Monday, May 19, 2008

Monday 19 May 2008

In his writing about the Holy, Merton addresses himself to the image of saint.



It is not true that the saints and the great contemplatives never loved created things, and had no understanding or appreciation of the world, with its sights and sounds and the people living in it. They loved everything and everyone.
Do you think that their love of God was compatible with a hatred for things that reflected God and spoke of God on every side?
You you say that they were supposed to be absorbed in God and they had no eyes to see anything but God. Do you think they walked around with faces like stones and did not listen to the voices of people speaking to them or understand the joys and sorrows of those who were around them.
It was because the saints were absorbed in God that they were truly capable of seeing and appreciating created things and it was because they loved God alone that they alone loved everybody.

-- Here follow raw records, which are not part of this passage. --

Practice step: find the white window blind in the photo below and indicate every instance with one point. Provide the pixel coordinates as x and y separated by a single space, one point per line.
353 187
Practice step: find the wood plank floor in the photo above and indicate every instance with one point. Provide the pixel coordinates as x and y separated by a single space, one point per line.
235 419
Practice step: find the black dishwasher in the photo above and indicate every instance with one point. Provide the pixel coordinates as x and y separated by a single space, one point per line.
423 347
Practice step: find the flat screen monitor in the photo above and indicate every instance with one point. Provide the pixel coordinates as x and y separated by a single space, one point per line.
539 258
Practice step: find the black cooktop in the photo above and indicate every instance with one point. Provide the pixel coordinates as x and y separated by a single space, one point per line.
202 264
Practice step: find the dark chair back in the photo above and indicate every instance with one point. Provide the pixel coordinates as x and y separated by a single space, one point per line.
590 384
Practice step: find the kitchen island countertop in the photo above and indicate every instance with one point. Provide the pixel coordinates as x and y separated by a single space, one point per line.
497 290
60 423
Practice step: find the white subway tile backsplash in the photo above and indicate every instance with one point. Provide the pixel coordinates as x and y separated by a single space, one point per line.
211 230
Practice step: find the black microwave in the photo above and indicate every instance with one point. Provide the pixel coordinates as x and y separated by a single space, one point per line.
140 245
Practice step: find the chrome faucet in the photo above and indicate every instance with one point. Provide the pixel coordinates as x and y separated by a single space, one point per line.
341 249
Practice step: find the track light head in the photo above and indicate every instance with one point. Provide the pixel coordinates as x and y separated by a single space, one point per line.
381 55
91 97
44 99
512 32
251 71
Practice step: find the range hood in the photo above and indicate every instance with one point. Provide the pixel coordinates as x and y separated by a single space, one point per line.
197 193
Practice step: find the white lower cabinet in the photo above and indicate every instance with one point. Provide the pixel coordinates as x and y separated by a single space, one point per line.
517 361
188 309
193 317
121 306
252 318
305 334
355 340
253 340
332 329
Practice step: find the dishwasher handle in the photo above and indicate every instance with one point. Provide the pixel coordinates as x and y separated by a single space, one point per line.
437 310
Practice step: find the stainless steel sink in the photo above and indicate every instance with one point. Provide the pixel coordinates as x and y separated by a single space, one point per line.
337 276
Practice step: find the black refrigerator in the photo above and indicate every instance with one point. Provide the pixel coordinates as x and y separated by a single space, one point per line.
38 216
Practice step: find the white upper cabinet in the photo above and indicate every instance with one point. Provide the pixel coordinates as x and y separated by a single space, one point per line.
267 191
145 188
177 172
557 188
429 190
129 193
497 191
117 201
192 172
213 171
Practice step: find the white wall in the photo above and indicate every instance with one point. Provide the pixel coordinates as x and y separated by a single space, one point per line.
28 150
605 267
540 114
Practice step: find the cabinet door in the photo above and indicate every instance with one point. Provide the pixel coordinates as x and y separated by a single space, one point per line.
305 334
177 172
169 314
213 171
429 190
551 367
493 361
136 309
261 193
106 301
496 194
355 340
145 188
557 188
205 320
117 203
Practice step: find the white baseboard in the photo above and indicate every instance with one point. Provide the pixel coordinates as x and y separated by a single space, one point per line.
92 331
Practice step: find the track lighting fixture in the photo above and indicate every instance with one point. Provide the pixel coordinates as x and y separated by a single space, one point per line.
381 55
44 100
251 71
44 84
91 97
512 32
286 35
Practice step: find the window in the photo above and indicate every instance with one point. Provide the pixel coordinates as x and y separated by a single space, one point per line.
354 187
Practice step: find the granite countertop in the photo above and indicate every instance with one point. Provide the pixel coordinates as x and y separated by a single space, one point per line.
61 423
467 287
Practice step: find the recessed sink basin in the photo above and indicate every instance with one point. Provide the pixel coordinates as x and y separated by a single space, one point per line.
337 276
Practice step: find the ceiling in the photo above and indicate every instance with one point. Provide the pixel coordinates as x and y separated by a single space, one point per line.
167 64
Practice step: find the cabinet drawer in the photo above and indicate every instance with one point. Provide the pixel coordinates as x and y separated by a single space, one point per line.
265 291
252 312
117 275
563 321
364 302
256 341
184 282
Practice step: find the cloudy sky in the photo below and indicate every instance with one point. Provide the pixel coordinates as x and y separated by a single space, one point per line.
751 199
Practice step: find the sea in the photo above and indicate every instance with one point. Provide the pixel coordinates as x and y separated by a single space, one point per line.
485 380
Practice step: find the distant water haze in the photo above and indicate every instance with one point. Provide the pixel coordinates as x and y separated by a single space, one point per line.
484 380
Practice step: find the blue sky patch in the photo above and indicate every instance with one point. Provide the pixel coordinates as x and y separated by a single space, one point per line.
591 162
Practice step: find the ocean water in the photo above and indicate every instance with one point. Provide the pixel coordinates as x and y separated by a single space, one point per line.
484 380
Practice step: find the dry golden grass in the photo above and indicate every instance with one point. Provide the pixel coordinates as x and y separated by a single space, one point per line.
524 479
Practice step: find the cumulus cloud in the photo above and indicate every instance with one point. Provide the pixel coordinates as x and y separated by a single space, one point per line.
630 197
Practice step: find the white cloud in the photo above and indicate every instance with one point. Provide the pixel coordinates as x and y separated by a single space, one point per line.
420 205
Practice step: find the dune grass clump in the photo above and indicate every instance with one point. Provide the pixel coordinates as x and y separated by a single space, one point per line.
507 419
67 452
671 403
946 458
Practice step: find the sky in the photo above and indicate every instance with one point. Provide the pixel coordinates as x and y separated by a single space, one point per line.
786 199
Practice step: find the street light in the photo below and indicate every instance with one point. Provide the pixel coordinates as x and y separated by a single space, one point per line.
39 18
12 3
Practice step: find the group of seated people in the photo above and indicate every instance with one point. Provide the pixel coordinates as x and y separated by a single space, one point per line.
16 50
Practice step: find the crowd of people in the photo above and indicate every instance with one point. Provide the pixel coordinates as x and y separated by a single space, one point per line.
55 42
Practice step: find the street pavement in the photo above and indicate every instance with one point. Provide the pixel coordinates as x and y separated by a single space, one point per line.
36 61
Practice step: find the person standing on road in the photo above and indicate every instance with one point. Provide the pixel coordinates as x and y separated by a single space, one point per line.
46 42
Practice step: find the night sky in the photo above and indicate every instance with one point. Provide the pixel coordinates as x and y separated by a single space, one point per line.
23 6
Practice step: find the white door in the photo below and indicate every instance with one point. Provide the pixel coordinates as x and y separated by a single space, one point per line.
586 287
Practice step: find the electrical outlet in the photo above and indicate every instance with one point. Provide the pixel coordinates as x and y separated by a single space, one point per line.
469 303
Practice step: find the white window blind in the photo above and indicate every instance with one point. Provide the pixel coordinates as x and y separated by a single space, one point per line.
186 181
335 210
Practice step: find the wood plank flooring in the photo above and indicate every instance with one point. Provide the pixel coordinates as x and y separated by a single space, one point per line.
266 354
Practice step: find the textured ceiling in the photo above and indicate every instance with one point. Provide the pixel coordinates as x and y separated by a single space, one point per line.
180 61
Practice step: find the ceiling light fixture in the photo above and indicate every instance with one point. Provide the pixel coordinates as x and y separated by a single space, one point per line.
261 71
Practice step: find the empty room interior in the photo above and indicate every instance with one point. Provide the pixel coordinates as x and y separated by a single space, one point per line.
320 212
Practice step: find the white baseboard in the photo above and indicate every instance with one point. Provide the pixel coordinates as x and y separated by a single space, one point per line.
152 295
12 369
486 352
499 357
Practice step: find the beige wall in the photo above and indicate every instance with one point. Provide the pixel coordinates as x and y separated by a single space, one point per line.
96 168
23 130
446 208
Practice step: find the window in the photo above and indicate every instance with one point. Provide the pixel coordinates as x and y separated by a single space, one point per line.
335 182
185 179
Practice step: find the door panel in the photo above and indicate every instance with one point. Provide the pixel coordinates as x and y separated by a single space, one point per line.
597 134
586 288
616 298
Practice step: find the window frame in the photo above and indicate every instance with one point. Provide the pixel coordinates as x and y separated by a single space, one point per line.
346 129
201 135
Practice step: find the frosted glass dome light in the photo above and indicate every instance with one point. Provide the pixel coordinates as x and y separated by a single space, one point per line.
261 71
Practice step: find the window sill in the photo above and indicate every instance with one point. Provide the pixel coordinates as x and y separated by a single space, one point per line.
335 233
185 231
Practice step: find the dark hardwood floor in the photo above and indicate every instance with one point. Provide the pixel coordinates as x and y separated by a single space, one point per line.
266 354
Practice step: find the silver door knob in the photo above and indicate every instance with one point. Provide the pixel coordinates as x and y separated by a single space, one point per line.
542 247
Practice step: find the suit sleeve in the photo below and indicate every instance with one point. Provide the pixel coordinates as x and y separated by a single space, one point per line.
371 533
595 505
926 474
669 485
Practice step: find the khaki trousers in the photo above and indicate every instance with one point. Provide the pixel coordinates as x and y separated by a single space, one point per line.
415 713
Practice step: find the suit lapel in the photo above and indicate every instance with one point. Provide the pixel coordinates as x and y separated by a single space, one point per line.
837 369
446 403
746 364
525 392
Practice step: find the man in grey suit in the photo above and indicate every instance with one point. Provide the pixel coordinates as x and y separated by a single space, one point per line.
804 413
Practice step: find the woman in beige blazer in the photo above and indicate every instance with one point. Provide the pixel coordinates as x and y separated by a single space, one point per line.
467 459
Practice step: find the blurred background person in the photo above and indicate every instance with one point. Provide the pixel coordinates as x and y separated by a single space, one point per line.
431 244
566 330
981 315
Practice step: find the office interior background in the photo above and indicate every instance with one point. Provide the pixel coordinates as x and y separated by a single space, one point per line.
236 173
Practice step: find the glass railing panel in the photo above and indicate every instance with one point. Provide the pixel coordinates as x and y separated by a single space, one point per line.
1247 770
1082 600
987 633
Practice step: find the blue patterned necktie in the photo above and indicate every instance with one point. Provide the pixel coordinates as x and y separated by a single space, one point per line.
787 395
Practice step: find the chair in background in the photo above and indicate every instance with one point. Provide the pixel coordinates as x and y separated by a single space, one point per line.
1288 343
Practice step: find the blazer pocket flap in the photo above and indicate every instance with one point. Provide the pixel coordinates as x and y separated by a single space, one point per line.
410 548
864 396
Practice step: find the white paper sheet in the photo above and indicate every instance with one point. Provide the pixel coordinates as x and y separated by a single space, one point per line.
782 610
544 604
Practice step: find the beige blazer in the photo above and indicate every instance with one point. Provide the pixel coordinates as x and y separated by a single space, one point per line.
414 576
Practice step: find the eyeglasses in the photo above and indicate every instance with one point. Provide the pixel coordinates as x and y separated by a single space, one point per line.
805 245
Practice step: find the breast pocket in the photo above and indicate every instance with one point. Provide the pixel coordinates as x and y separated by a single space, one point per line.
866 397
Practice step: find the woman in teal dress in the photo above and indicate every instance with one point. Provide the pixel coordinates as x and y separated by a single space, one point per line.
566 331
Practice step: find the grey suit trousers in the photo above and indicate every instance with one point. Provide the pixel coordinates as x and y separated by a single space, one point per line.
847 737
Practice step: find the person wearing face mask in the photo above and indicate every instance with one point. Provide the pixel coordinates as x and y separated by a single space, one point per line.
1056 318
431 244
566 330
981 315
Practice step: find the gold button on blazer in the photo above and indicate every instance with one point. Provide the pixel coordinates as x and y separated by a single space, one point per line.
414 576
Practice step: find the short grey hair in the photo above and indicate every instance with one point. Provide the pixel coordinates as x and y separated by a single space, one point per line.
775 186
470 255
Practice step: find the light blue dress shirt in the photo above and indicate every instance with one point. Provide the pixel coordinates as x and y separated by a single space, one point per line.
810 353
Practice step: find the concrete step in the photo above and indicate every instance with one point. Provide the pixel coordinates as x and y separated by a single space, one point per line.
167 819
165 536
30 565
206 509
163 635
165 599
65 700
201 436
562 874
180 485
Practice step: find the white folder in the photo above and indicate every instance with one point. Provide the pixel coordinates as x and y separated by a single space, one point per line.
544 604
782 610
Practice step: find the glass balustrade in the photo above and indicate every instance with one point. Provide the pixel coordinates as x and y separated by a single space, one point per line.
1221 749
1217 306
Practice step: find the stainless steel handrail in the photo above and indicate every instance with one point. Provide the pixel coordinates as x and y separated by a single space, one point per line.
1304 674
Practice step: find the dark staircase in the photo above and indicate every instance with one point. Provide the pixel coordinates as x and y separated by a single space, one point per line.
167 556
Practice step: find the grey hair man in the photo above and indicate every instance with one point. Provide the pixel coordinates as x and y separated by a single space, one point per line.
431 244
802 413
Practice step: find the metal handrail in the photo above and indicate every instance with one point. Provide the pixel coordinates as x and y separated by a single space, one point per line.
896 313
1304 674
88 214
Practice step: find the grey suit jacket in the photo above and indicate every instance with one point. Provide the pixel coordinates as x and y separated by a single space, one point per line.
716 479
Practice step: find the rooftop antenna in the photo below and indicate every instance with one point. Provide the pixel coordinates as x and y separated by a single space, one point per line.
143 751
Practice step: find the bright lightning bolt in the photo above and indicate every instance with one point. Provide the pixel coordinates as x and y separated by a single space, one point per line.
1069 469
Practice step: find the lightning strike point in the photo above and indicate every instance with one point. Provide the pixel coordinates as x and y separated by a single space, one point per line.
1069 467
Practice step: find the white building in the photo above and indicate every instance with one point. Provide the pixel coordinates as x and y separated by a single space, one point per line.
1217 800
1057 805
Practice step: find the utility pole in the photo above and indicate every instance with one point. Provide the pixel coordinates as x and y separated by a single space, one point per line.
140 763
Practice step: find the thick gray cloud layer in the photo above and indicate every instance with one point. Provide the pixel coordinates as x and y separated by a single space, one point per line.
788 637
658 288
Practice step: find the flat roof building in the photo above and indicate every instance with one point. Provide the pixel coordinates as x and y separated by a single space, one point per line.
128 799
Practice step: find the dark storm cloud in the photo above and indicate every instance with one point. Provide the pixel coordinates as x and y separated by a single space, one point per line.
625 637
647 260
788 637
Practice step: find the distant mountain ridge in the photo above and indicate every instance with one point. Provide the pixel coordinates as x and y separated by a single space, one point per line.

So connected to God that everything is seen more clearly - wow! So connected to God that all that is of God can be see as it was created...not with the eyes of what we would want it to be for us. The saint (which are, remember, each and every one of the baptized) is given the eyes to see all thing through a lens of a love that creates all things and leave nothing behind, forgotten and forsaken. Being "absorbed in God" does not make for a distant relationship with everything around us every day. I would think that the great martyrs of the church were not ones who saw the Reign of God as something other than the creation in which they were a part. If a Bonhoeffer was absorbed in God in such a way that he did not see the brutality and lies around him, we must say he was not absorbed in God! Rather, it was as he was absorbed in his baptism that the everyday incidences of this day were seen more clearly and he was given to act within the realm of God's love that creates and does not destroy. Show me a contemplative who is not aware of all the details and nuances of an ordinary day in an urban setting and I would have to say that we would not be looking at a contemplative. Contemplation opens up life so that we do not miss being a part of God's Reign as the moments pass by. Therefore, justice, mercy, peacemaking, reconciliation, and amazing joy awaits one who enters into contemplation...and it will draw us into the fullness of this life.

Connection: Try to notice one of the many ways God's gift of life is going on as we meander through the events of this day. In seeing those gifts, we are given opportunities to enter into them.

Blessed God, help us to become absorbed in You alone. For when that takes place, all that we come upon in this day will shine with your presence. Amen.